Riley leva prudemment la main, tout comme Trudy. Personne d'autre dans la classe n'en fit autant.

— Par quels genres de sentiments être vous passées toutes les deux, depuis qu'elle a été tuée ? demanda-t-il alors.

Riley grimaça un peu.

Après tout, c'était les mêmes questions qui avaient été posées à Cassie et Gina par ces journalistes vendredi. Riley avait réussi à les éviter, mais allait-elle devoir répondre à ces questions maintenant ?

Elle se rappela qu'il s'agissait d'un cours de psychologie. Ils étaient ici pour apprendre à gérer ce genre de questions.

Et pourtant, Riley se demanda...

Par où vais-je bien pouvoir commencer ?

Elle se sentit soulagée que Trudy parle la première.

— Coupable. J'aurais pu l'empêcher. J'étais avec elle au Centaur's Den avant que ça ne se passe. Je n'ai même pas remarqué quand elle est partie. Si seulement je l'avais raccompagnée...

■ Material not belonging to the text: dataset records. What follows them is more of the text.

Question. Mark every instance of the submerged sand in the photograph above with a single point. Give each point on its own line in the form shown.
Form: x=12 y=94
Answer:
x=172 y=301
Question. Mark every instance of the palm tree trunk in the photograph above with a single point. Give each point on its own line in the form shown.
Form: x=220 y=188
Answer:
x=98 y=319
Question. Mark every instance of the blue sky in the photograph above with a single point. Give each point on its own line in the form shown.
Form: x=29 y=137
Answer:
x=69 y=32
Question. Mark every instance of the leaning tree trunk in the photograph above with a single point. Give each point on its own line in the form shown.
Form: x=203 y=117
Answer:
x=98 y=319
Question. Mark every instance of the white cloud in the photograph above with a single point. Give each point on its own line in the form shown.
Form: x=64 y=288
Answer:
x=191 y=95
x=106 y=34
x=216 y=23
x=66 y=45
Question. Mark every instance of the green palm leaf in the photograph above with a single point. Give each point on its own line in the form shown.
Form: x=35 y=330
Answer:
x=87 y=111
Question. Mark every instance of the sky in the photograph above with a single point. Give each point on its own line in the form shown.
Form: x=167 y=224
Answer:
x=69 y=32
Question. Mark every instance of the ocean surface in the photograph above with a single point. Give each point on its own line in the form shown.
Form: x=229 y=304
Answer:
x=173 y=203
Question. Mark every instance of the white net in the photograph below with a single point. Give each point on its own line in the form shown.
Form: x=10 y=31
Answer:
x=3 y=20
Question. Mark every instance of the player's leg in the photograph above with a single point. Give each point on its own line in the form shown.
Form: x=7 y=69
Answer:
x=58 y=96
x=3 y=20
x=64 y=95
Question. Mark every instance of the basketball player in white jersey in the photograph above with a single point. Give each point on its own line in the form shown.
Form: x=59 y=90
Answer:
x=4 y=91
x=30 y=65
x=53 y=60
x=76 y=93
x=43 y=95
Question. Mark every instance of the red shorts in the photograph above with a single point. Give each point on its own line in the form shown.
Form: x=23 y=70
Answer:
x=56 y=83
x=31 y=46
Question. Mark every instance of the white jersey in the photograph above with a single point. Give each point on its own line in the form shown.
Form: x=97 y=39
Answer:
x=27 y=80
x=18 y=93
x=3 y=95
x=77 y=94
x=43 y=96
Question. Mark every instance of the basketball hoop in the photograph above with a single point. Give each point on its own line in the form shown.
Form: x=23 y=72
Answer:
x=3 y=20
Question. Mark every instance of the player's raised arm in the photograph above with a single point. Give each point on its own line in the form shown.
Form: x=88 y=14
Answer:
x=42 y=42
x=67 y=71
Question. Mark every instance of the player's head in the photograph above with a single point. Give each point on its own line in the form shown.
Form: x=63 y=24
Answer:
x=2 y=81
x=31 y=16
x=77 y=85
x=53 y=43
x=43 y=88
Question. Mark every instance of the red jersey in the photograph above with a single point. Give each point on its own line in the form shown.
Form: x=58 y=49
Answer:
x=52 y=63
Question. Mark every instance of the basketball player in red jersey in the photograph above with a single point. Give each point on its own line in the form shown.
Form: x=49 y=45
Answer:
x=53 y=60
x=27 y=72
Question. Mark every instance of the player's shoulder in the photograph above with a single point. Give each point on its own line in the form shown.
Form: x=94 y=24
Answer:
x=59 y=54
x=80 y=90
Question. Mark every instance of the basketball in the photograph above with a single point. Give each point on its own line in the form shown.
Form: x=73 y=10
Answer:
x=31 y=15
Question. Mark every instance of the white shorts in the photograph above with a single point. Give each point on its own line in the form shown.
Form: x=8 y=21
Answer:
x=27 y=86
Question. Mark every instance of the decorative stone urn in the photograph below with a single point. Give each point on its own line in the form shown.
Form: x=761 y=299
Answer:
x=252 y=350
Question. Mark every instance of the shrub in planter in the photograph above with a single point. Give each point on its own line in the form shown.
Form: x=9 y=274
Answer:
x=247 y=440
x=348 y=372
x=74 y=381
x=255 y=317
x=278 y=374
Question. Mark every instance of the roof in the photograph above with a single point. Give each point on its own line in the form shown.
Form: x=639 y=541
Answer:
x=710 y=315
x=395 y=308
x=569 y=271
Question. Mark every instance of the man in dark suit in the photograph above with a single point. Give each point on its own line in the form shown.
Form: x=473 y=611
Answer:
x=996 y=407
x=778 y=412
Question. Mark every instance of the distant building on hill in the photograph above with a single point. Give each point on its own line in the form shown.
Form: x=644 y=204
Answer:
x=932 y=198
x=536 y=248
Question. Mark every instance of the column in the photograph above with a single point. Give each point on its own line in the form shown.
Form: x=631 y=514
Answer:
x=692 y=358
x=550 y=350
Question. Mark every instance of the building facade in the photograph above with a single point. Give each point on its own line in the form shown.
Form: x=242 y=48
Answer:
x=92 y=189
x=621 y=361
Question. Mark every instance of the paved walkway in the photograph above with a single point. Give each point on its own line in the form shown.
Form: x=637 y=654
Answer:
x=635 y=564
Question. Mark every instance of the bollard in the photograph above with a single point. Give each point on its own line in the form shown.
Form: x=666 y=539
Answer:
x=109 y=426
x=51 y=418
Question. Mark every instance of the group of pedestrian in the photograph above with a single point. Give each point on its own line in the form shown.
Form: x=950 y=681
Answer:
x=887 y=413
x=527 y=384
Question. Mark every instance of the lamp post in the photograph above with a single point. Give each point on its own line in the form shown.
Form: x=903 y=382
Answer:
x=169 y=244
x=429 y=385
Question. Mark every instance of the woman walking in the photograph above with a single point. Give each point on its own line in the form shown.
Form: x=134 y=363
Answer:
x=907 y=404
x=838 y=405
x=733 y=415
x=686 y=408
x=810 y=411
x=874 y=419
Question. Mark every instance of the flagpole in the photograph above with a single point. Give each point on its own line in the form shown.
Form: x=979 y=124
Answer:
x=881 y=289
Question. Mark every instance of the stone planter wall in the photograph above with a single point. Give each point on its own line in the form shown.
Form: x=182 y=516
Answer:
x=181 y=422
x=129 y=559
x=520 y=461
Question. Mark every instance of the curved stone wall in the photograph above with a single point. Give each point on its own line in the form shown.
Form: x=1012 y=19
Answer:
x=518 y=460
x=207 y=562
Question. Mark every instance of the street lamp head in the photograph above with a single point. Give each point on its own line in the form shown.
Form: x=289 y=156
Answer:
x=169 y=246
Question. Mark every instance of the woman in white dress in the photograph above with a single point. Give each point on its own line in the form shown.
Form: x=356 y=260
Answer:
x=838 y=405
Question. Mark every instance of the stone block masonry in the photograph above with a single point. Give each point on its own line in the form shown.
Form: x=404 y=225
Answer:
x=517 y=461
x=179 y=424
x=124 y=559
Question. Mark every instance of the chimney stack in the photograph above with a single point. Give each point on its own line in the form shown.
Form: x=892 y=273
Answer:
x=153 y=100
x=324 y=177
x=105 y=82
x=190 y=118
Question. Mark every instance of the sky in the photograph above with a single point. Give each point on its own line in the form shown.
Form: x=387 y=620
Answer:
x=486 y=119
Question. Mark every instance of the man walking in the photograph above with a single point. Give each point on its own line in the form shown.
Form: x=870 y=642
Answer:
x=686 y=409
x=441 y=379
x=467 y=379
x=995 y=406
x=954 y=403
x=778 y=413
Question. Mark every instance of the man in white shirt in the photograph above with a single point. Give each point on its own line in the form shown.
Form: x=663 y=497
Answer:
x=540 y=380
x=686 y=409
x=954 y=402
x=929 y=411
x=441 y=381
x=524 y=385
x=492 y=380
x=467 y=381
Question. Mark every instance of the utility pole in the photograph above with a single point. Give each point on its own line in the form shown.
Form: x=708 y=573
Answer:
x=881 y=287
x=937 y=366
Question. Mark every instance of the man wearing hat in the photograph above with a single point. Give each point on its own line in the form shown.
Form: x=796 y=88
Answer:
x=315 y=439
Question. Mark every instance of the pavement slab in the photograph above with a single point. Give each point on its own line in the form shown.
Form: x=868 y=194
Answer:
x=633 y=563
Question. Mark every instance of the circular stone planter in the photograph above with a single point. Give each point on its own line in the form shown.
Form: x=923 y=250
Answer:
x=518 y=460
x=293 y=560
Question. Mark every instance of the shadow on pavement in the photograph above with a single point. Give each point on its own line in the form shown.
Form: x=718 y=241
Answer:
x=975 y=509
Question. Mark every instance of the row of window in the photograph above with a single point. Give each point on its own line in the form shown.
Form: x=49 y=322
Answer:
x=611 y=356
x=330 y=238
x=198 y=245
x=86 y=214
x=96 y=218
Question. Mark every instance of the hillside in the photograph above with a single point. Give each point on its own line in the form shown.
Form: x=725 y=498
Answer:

La voix de Trudy se brisa. Riley rassembla son courage pour parler.

— Je ressens la même chose, dit-elle. Lorsque nous sommes arrivées au Den, je les ai laissées pour aller m'asseoir seule, et je n'ai prêté aucune attention à Rhea. Peut-être que si j'avais... Riley fit une pause.

— Donc je me sens coupable aussi, ajouta-t-elle. Et autre chose. Égoïste, je pense. Parce que je voulais être seule.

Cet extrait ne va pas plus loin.